Day/Time: Monday, May 10, 4:00 PM to 5 PM


Meet Rebus Ink: An open, values-driven research workflow tool for the Arts, Humanities & Social Sciences

Presenter:

  • Zoe Wake Hyde, Rebus Foundation

Description:

Rebus Ink is an open source research workflow tool, designed to support arts, humanities and social science researchers to manage and draw insights from their collected sources. With funding from The Andrew W. Mellon Foundation, the project team is developing the tool and its supporting structures in line with open values. This includes facilitating open research practices, modelling organisational practices that are central to progressing an open agenda (releasing code with an open license, publishing reports and research findings openly etc.), and engaging with expansive notions of openness, transparency and community engagement to guide our way.

This session will begin by sharing our research into the problems facing researchers as they construct makeshift workflows for their digital and print content, then introduce Rebus Ink tool and its key features. It will then explore the design principles and guiding values for the project as a whole, and detail the ways in which the project team is seeking to contribute to the open ecosystem beyond the tool itself.

This starts with actively pushing against accepted “conventional wisdom” and the reproduction of existing patterns of research behaviour, instead taking a non-hierarchical approach to source collections, and creating output-neutral working spaces that value thinking and reflection as much as a journal article, book chapter or podcast script. It is furthered by a design approach that centres user agency, prioritises privacy and offers transparency to users around decisions made by the project team. It continues with a commitment to creativity and experimentation in business model design, prioritising sustainability and access over profit and exclusivity. And finally, it is underpinned by an organisational structure that models transparency and ethical labour practices.


Let’s Get Packing: How the Laurier Library partnered with the Bookstore and Printing Services to take over Coursepack Publishing

Presenters:

  • Lauren Bourdages, Copyright and Reserves Supervisor, Wilfrid Laurier University Library
  • Melanie Ross, Copyright and Reserves Associate, Wilfrid Laurier University Library

Description:

Course readings are of vital importance to university students. They’re a central element of teaching and learning. As traditional proprietary textbooks become more and more expensive instructors are trying to find ways to move away from them. Enter printed course packs and electronic course reserves, two overlapping services provided by most post-secondary institutions. These services are even more important in light of the current move to widespread remote and online learning caused by the COVID-19 pandemic. In the 2018 academic year, the Course Reserves office at the Laurier Library became a publisher for the first time as a partnership between the Library, the campus Bookstore, and the University’s Printing Services department was realised. After a year of work building a process, the Library took over the copyright clearance and publication of the university’s print course packs intending to transfer as many course packs from print to digital using the library’s course reserves service. After almost three full years what have we learned from this partnership? In this presentation, we’ll cover those lessons along with why we took on the publishing role, how it worked, and how things stand during the pandemic.
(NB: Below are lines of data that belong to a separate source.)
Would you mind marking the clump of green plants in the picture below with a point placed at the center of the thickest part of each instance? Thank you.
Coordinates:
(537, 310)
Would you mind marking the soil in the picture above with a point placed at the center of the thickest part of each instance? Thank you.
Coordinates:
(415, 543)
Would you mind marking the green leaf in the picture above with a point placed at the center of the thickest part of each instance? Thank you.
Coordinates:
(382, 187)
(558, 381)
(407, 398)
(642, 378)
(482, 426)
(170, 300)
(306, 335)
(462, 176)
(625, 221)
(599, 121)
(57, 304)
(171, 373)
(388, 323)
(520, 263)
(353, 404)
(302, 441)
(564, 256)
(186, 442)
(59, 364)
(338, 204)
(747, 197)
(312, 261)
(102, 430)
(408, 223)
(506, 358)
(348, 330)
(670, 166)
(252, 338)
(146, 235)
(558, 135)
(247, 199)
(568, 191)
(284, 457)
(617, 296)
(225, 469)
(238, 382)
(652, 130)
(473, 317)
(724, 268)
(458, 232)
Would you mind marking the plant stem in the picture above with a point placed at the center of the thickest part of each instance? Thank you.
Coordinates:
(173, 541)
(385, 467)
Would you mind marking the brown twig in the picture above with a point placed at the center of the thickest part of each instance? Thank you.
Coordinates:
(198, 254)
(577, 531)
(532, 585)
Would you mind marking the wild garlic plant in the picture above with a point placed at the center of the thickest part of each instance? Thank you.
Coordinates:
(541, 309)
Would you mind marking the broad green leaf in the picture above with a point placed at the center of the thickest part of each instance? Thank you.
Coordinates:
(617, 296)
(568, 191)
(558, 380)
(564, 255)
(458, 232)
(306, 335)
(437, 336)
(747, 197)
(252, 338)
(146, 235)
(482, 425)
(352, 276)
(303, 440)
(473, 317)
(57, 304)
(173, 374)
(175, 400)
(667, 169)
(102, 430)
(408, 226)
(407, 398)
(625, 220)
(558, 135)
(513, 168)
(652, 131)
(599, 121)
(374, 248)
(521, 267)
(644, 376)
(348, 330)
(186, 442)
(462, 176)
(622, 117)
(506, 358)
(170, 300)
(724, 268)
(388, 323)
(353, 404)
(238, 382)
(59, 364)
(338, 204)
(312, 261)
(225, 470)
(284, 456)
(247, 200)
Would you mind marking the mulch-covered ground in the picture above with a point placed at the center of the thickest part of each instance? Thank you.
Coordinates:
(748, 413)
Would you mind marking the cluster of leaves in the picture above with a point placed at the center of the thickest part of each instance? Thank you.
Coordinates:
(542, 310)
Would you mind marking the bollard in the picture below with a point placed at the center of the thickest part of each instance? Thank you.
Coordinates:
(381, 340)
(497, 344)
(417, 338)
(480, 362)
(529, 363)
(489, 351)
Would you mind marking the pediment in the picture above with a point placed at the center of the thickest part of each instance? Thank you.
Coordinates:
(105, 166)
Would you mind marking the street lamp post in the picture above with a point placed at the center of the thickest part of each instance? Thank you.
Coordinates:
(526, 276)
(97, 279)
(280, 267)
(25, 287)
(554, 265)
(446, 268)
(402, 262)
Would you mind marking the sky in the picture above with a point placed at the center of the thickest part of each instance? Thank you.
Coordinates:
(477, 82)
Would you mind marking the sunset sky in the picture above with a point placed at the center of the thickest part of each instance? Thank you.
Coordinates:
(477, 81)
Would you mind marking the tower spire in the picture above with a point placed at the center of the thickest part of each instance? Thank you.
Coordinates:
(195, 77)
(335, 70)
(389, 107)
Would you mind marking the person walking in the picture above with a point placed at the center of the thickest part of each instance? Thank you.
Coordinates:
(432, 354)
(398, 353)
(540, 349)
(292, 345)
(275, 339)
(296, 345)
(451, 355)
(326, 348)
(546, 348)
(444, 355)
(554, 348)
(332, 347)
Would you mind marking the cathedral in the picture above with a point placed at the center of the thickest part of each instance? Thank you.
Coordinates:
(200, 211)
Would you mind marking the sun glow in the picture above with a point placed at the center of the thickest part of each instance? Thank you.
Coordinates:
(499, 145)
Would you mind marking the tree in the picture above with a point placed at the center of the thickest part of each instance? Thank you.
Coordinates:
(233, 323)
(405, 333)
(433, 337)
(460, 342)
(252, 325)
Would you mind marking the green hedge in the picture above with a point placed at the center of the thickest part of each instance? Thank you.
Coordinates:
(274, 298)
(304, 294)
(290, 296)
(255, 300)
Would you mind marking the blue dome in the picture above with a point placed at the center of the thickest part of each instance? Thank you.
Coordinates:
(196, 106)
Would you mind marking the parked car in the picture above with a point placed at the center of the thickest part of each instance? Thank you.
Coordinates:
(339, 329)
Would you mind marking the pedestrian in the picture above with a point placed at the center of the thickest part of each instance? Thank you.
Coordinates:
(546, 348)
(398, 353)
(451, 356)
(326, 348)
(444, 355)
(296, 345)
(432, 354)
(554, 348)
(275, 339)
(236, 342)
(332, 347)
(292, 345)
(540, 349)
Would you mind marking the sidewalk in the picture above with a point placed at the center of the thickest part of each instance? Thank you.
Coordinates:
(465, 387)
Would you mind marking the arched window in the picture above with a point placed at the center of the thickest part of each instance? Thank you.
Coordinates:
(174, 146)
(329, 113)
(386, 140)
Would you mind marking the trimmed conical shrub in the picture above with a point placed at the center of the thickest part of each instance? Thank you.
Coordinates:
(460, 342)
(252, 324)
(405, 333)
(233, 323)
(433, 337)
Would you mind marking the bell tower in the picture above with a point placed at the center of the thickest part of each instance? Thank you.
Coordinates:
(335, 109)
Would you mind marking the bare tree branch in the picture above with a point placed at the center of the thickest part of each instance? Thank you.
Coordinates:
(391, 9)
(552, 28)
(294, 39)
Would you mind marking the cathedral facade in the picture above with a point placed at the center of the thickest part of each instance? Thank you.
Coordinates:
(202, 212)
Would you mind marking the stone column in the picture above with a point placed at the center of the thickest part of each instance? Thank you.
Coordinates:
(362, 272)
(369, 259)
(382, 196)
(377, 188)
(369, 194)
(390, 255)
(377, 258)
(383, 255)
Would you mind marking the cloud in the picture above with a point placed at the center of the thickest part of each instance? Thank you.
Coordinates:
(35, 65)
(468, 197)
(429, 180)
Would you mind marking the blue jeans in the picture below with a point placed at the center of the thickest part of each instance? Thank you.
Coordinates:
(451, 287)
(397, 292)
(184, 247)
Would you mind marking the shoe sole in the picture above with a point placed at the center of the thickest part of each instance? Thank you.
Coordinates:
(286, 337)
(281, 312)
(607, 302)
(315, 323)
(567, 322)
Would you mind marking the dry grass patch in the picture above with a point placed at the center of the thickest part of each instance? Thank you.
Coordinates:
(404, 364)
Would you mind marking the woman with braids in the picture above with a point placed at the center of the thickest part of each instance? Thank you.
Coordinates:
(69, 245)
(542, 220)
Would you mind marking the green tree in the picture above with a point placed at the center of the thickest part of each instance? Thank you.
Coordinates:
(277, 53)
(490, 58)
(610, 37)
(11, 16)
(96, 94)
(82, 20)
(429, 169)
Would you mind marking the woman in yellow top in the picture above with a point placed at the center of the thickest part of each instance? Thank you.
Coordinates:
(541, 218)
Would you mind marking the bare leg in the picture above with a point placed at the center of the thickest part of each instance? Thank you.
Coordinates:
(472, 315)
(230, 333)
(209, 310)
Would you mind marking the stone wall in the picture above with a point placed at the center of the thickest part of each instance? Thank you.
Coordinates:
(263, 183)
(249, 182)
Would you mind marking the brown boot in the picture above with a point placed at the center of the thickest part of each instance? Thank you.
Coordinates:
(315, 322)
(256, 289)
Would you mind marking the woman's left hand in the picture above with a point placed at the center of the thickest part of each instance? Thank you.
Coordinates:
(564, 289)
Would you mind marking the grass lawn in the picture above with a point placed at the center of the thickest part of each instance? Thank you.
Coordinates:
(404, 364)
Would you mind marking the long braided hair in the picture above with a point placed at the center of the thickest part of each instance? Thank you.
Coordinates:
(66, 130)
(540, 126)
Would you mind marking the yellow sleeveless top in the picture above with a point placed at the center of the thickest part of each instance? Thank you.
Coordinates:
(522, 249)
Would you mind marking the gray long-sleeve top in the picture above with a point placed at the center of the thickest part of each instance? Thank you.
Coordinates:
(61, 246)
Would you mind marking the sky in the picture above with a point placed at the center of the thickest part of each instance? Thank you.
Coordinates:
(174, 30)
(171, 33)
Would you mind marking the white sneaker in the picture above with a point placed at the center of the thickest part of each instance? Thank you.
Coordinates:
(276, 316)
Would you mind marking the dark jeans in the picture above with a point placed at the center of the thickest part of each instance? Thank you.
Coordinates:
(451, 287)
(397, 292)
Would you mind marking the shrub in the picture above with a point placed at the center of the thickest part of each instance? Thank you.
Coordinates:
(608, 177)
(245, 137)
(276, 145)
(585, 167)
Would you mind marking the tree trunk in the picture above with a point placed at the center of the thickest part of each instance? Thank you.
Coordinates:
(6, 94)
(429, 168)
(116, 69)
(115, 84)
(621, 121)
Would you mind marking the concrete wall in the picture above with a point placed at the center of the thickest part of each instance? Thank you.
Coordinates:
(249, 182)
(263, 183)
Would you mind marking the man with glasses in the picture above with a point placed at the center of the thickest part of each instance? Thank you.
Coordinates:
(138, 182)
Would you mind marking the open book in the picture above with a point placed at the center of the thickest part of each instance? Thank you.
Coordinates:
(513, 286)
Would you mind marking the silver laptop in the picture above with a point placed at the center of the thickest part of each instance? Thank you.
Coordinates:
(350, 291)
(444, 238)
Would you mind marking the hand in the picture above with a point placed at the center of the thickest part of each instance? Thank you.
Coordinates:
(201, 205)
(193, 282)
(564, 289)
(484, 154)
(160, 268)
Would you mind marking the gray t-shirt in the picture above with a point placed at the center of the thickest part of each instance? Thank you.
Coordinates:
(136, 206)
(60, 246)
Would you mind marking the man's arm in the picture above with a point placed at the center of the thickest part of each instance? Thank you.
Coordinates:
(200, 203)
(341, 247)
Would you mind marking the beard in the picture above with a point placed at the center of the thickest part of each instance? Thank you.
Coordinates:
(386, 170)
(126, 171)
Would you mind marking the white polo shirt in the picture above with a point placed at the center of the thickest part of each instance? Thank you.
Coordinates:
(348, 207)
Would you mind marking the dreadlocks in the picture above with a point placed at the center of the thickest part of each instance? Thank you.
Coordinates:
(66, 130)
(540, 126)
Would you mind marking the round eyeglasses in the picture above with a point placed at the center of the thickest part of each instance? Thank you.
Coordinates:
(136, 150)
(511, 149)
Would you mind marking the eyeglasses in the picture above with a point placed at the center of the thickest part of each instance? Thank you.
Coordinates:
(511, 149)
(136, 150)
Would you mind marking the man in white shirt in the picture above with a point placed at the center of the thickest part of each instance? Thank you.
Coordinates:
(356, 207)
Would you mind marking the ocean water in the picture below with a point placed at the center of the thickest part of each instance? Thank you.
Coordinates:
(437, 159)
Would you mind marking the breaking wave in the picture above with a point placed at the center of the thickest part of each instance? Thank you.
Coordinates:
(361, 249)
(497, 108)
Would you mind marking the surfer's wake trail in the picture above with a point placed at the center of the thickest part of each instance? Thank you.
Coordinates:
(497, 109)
Community Espress-ion: the Espresso Book Machine, public libraries, and the development of creative communities

Presenter:

  • Elizabeth Murtough, University College Dublin

Description:

The public library plays an important role in ongoing efforts to facilitate civic and creative engagement in connected communities. According to Conrad (2017), the library has the potential to expand engagement efforts especially in the publishing sector. While a lesser discussed area of research relative to university library publishing, public library publishing, as evidenced by Kniffel (1989) and Williams (1987), has a long, dynamic history as a medium for community engagement and the development of richer localised collections. As Conrad (2017) argues, public library programs that make self- or micropublishing available can amplify the role of the library as a ‘true archive’ of its locality. Consequently, public library publishing programs can mirror Stanley’s (2007) claim of the role of scholarly library publishing in challenging the master narrative and creating space for voices and ideologies otherwise institutionally marginalized.

At present, the most commonly used tool for print-on-demand publishing is the Espresso Book Machine (EBM), a 2003 technology spearheaded by publisher and editor Jason Epstein. The EBM is capable of printing a vast catalogue of books on demand through its EspressNet database, but can also be used by self-publishers and micropublishers for small print runs (Koerber, 2012; Espresso Book Machine, 2015). Situating the latter use within the Maker Movement, Koerber argues that the EBM can empower communities through creative collaboration and connected learning. This tool, therefore, has the potential to expand creative community engagement where deployed within, and leveraged by, local public libraries.

This presentation will use program and cost models as well as community responses for extant EBM installations to look forward to a future where such mechanisms are available to expand the range of locally published voices and the role of the library in community development. A bibliography will be provided to interlocutors to facilitate further thinking on the topic.